Pierce Fulton was born in Fairfield and went to elementary school in the town, before moving to Vermont while in the sixth grade. It was in Connecticut where the multi-instrumentalist discovered a love of music, spurred on by his parents and their record collection.
“My whole life, they have had really good taste in music and I gravitated towards instruments when I was really young,” he said. “When I was 5, there was a reggae band playing, and I just walked on stage, picked up the rhythm sticks and started banging away. The next year, I started learning guitar and by the time I was in high school, I joined the orchestra and started playing the trombone.”
His interest in different instruments led to a hobby, an almost obsession he admits, of using the computer to help him engineer and produce his own songs. His fascination for taking a concept from one instrument or genre and applying it to something new would later define the core of his music.
“It’s a lot of my experimenting,” Fulton said. “I’ve been playing in bands and doing electronic music, [it] started doing really well with people and I just wanted to push the envelope further with the sounds I was creating.”
In high school, he said, two of his music teachers were big influences on him, as they taught him about music theory and electronic music production. One class taught him the fundamentals of production programs, including basic synthesis, sound design and sampling. Fulton also learned the history of iconic electronic music from the likes of Kraftwerk, Aphex Twin, Frankie Knuckles, and others.

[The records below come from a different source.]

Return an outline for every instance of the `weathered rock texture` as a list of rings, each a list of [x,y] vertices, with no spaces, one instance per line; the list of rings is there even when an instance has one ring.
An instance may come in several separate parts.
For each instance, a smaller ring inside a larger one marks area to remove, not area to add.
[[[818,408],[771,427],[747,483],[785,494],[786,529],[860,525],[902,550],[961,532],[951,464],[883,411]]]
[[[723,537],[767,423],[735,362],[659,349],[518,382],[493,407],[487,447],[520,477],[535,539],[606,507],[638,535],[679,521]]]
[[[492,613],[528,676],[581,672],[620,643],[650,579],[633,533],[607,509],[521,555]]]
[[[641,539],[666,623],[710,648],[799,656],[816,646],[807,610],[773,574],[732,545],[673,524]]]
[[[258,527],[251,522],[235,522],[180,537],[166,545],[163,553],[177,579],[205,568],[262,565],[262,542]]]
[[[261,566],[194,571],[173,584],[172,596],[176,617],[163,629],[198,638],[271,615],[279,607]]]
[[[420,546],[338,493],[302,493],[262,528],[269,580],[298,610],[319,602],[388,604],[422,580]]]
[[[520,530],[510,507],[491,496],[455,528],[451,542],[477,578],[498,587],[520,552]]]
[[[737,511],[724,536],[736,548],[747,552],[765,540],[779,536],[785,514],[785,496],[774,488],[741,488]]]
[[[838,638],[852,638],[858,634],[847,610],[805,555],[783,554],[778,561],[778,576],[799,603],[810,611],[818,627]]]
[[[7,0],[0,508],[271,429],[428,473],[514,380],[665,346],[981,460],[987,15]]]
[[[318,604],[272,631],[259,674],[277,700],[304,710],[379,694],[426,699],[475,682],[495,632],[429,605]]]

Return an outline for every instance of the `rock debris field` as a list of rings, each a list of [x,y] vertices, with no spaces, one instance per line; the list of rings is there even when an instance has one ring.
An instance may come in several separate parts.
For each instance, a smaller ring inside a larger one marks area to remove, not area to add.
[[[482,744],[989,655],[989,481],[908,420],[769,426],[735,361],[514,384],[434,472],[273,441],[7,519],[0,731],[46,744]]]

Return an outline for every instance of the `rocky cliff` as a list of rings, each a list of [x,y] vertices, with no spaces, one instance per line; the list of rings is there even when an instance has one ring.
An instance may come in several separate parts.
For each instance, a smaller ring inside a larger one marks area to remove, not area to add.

This led to his creating his own unique sound.
“Electronic music was the first time in my musical lifetime that I stopped playing things and started clicking and dragging,” he said. “It’s a blast because you can be a one-man band, but over time I realized I lost a lot of what made me a musician.”
Fulton was in college when people started to really get interested in the music he was doing and with more and more gigs starting to fill his calendar, he decided to take a break from school and concentrate on music full time.
“When I first started performing, the most natural thing was to DJ,” he said. “It’s pretty hard to recreate perfectly in-synch electronic sounds live without keeping things on a computer.”
He’s found success with dance songs such as “Kuaga,” “No More,” “Losing You” and “Landmines,” and did well with his EP, “Borrowed Lives” and debut album, “Better Places.” It’s the latter that has upped his fan-base since the summer, as he tours on the strength of that success.
“Here I am six years later, and I am making a go of it,” the now 25-year-old said. “With my new songs, you can hear the live music sneaking its way back into my life and Better Places is my first full-step back into being a musician again.”
Fulton will be doing a dual-headlining show with the band, NVDES at FTC’s The Warehouse on Nov. 27.
“In the past year, I incorporated a lot more of live music and a band-feel to my performance because I play all the instruments and record it,” he said. “As a result, I wanted to update my performance so it reflects what’s going on in music. I am basically a one-man band, but I have come up with some pretty creative solutions on how to reinterpret these songs live.”
The Los Angeles-based NVDES, with frontman Josh Ocean, released its “La NVDITÉ, Vol. 1” EP over the summer and currently has the tune, “D.Y.T (Do Your Thing)” moving up the music charts.
Fulton recently collaborated with NVDES on the song “Better Places,” which features instruments recorded on an iPhone, and utilized a kazoo for much of the track.
“I have done several songs with [Josh] and he comes out during my show and we do it live,” Fulton said. “I’m so excited about this tour. For the first time since I started doing this professionally, I’ve taken a few months off and I really miss being on that stage. But I wanted to take as much time as I could to make this show as special as I could. I would rather take the time and be fully confident about every single show than rush it. The stars have aligned and it’s coming together really beautifully.”
Many of Fulton’s family members live in Fairfield, so he expects a full crowd full of familiar faces, and he’s looking forward to playing live in front of many of them for the first time.
“This will be a nice family gathering for me, and it’s right after Thanksgiving so it’s going to be great,” he said. “It’s the most excited I have been about my music since I started making music.”
Looking ahead, Fulton has a hard time predicting where his music will take him, but he’s looking forward to whatever musical journey awaits.
“I have thrown everything I have into this tour and I know it’s going to get a great response. I love how it’s sounding and looking,” he said. “It’s the most fun I’ve ever had. Hopefully, I will be able to take this tour to other places in the world and share my music.”